Yadier Molina, STL, C (44.4%)
Molina has had a power resurgence late in his career, but his 44.4% hard contact on Fangraphs will almost certainly have some significant regression in 2019. With a difference of over 10.0% between his two hard contact rates, my case has been all but made. When you also take into account some age regression and the toll of all those innings behind the plate, Molina’s 44.4% hard contact rate in 2018 will most likely be a massive outlier in an otherwise Hall of Fame career.
Freddy Galvis, TOR, SS (40.3%)
In case you didn’t know, Galvis not only posted a career-high hard contact rate in 2018, but he actually had a higher hard contact rate than noted power hitters like Manny Machado, Cody Bellinger, and Mitch Haniger. He does have a healthy fly ball and line drive rate, so there is a chance Galvis has a higher hard contact rate on Fangraphs when compared to his Statcast hard contact rate. The problem is when you see that his 28.4% was not only far off from what he posted over at Fangraphs, but was well below the major league average last season. If you look at his Fangraphs page, you may think he is ready for a serious breakout in 2019. But beware of the regression that could come with that 40.3% hard contact rate.
Nick Ahmed, ARI, SS (39.2%)
Looking at Ahmed’s Statcast numbers over the past couple seasons, it seems like he may have made some strides in the power department and could be a legitimate threat to hit 20 home runs. The problem is that his 39.2% hard contact rate is more indicative of someone who has the potential to hit over 30 home runs. With a difference of nearly 10.0% between his two hard contact rates, it evident that some regression is likely this upcoming season. With that being said, I wouldn’t be surprised to see him flirt with 20 homers if he can get enough at-bats.

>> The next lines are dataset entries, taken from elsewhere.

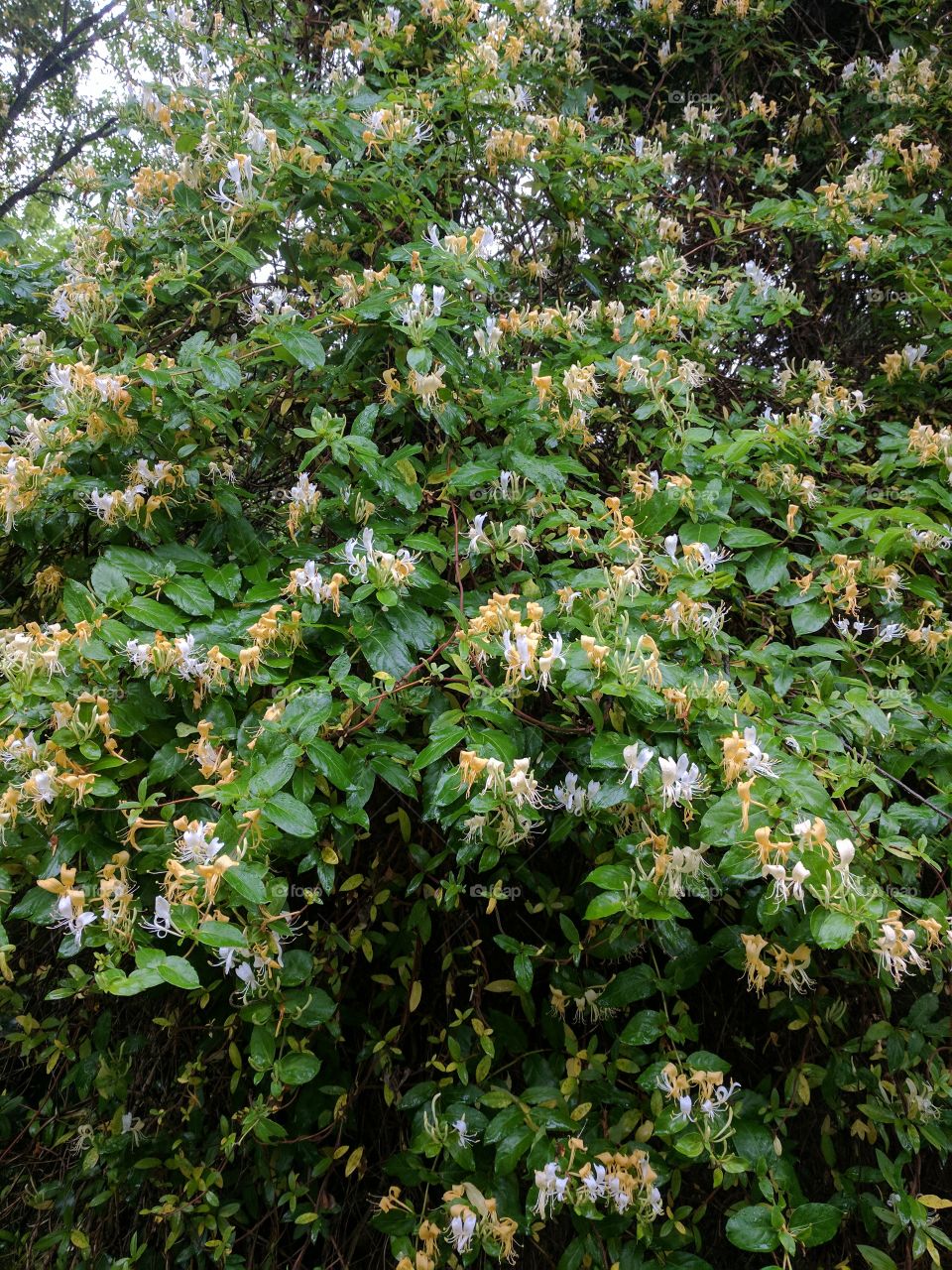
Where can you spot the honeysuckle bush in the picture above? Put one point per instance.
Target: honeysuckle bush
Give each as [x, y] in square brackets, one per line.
[476, 707]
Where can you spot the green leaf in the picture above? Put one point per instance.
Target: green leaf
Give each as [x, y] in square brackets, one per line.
[766, 570]
[832, 930]
[810, 617]
[302, 344]
[812, 1224]
[436, 748]
[220, 370]
[876, 1259]
[190, 595]
[752, 1229]
[645, 1026]
[151, 613]
[298, 1069]
[270, 779]
[331, 763]
[225, 581]
[109, 583]
[246, 883]
[221, 935]
[179, 973]
[291, 816]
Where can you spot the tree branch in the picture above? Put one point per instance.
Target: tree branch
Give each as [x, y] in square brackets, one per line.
[59, 162]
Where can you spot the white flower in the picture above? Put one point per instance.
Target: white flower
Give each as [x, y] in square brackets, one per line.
[636, 760]
[846, 851]
[757, 762]
[685, 1110]
[594, 1183]
[140, 654]
[462, 1228]
[162, 924]
[547, 661]
[462, 1134]
[551, 1188]
[680, 780]
[476, 535]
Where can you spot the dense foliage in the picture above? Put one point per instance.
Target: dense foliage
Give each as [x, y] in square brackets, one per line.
[477, 722]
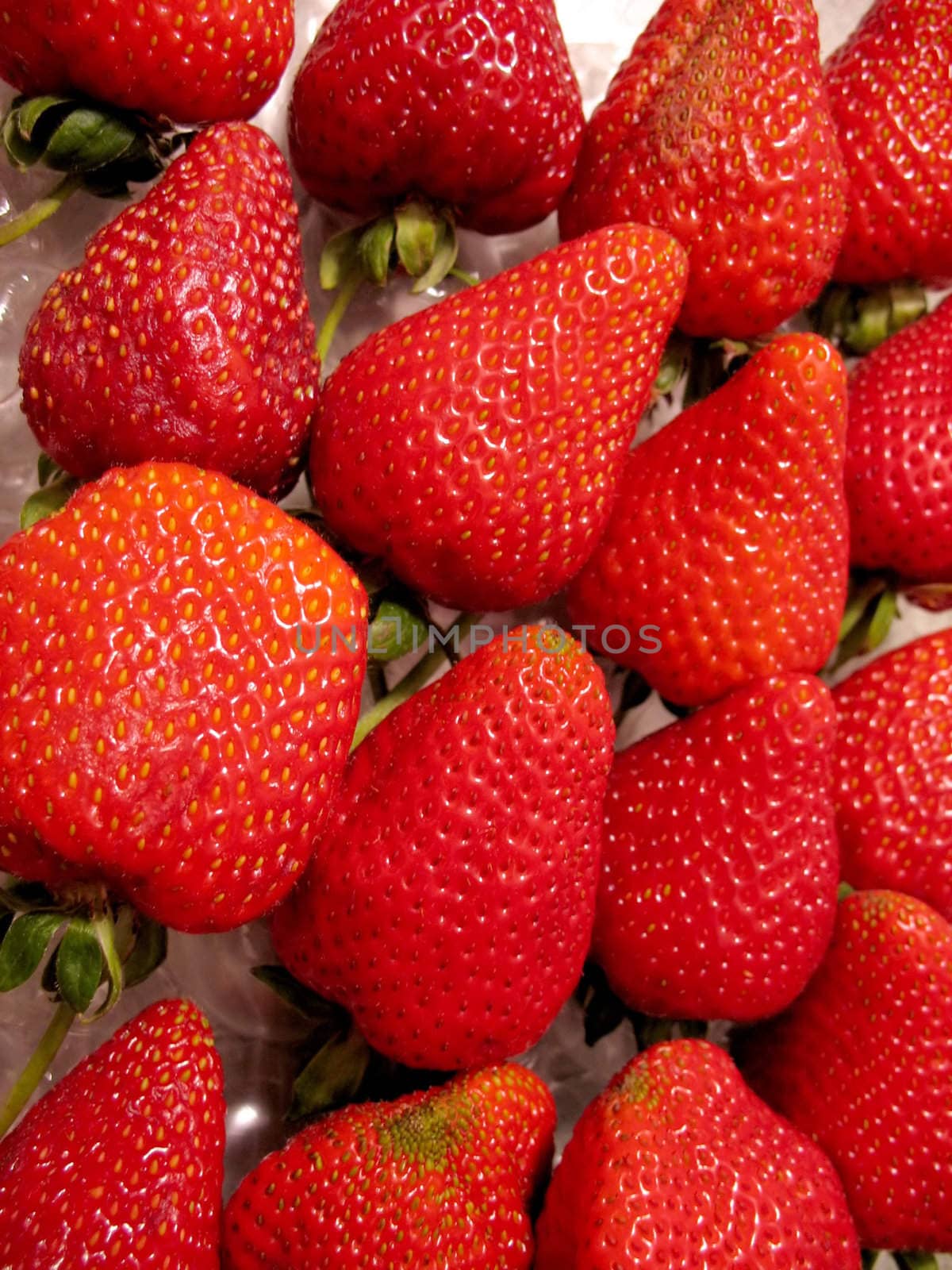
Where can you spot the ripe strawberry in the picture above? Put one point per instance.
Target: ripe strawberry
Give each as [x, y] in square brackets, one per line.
[862, 1062]
[121, 1164]
[450, 902]
[717, 130]
[187, 63]
[730, 533]
[159, 727]
[186, 333]
[678, 1164]
[899, 452]
[475, 446]
[440, 1179]
[470, 105]
[892, 772]
[720, 861]
[892, 102]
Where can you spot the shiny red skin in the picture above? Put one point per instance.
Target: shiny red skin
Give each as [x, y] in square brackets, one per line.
[892, 102]
[184, 61]
[717, 130]
[729, 533]
[720, 859]
[450, 902]
[160, 728]
[892, 772]
[862, 1064]
[678, 1164]
[899, 452]
[186, 333]
[469, 103]
[476, 446]
[121, 1162]
[443, 1178]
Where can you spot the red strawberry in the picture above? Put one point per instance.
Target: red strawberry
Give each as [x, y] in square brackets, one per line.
[717, 130]
[440, 1179]
[121, 1164]
[892, 772]
[678, 1164]
[899, 452]
[475, 446]
[470, 105]
[720, 861]
[892, 102]
[188, 61]
[186, 332]
[862, 1062]
[450, 902]
[729, 537]
[159, 725]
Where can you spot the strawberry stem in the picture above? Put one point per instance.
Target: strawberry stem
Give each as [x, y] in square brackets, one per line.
[37, 1067]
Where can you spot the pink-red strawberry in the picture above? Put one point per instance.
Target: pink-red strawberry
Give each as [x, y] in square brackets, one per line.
[729, 535]
[121, 1164]
[470, 105]
[440, 1179]
[184, 334]
[190, 61]
[892, 772]
[450, 902]
[720, 860]
[678, 1164]
[862, 1064]
[892, 102]
[717, 130]
[160, 727]
[899, 452]
[475, 446]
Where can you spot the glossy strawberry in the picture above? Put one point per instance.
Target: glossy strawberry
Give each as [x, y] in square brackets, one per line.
[678, 1164]
[470, 105]
[440, 1179]
[899, 452]
[160, 725]
[892, 772]
[121, 1164]
[720, 861]
[184, 334]
[717, 130]
[450, 902]
[476, 444]
[188, 61]
[862, 1064]
[729, 535]
[892, 102]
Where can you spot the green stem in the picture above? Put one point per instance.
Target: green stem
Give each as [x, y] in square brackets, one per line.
[412, 683]
[40, 211]
[36, 1068]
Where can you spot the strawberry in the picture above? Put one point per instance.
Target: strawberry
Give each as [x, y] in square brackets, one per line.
[476, 444]
[717, 130]
[160, 728]
[678, 1164]
[730, 533]
[440, 1179]
[186, 333]
[862, 1064]
[450, 902]
[720, 861]
[892, 102]
[121, 1164]
[892, 772]
[469, 105]
[188, 63]
[899, 460]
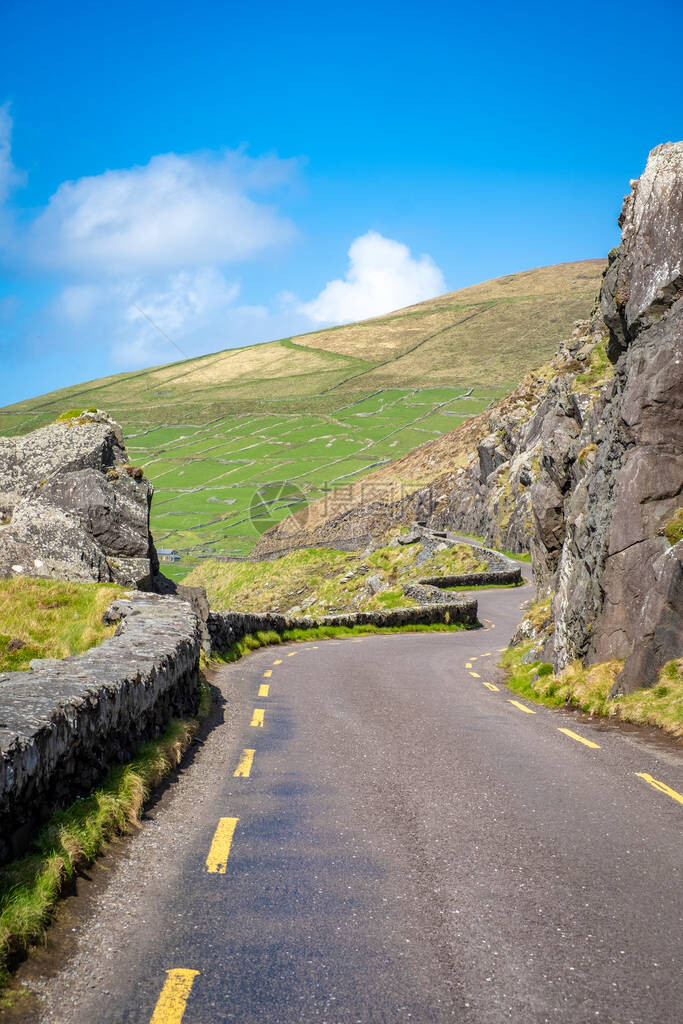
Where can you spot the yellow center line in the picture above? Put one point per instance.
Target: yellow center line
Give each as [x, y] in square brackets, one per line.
[216, 862]
[257, 717]
[245, 766]
[521, 707]
[580, 739]
[662, 786]
[171, 1004]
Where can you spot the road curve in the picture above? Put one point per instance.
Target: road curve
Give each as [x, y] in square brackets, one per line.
[392, 840]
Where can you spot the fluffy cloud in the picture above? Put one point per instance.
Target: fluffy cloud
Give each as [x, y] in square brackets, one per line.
[382, 275]
[158, 318]
[176, 211]
[8, 174]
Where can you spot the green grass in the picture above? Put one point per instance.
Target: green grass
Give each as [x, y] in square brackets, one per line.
[73, 838]
[487, 586]
[267, 638]
[282, 584]
[599, 370]
[51, 619]
[588, 689]
[307, 409]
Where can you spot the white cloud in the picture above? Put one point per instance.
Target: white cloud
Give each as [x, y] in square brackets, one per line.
[382, 275]
[142, 321]
[176, 211]
[8, 174]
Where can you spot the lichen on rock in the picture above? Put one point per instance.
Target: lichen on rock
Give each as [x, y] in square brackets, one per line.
[70, 509]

Brian Dozier, WAS, 2B (37.3%)
Looking at Dozier’s career numbers, a 37.3% rate doesn’t seem that out of character for the 31-year-old veteran, but sometimes numbers can be misleading. Ever since hitting a career-high 42 home runs in 2016, his hard contact rate has been on a steady decline. Last season, however, he had the lowest hard contact rate according to Statcast since its birth back in 2015, which is ironic as his 37.3% hard contact rate on Fangraphs was a career-high. It is important to note that Dozier has a fly ball heavy approach, so this will cause his Fangraphs hard contact rate to be higher. I would stay away from the new Nationals second baseman in 2019.
Andrelton Simmons, LAA, SS (36.1%)
Simmons is an interesting case, as his Statcast and Fangraphs hard contact rates are nearly identical. So why, you may ask, do I believe we’ll see a possible decline in his hard contact this upcoming season? Well, this one comes down to how the Fangraphs hard contact algorithm is calculated. As I stated above, the equation takes into account the air time and final destination of the batted ball. With a relatively high ground ball rate, it is safe to assume that his hard contact rate on Fangraphs would be lower than that of its counterpart. With that being said, I think Simmons could flirt with 20 home runs again as he still has a promising hard contact rate while also possessing one of the best batted ball events per plate appearance. This is possibly the most underrated stat out there, and I never gave it a second thought until I started running projection systems based off batted ball events. When it comes to overall power numbers, this stat can help someone with below average raw power hit over 20 homers at the major league level. This is one of the reasons we saw guys like Ozzie Albies and Jose Altuve have a sudden breakout in the power department and it is the main reason Aaron Judge is unlikely to put up another 50-homer season.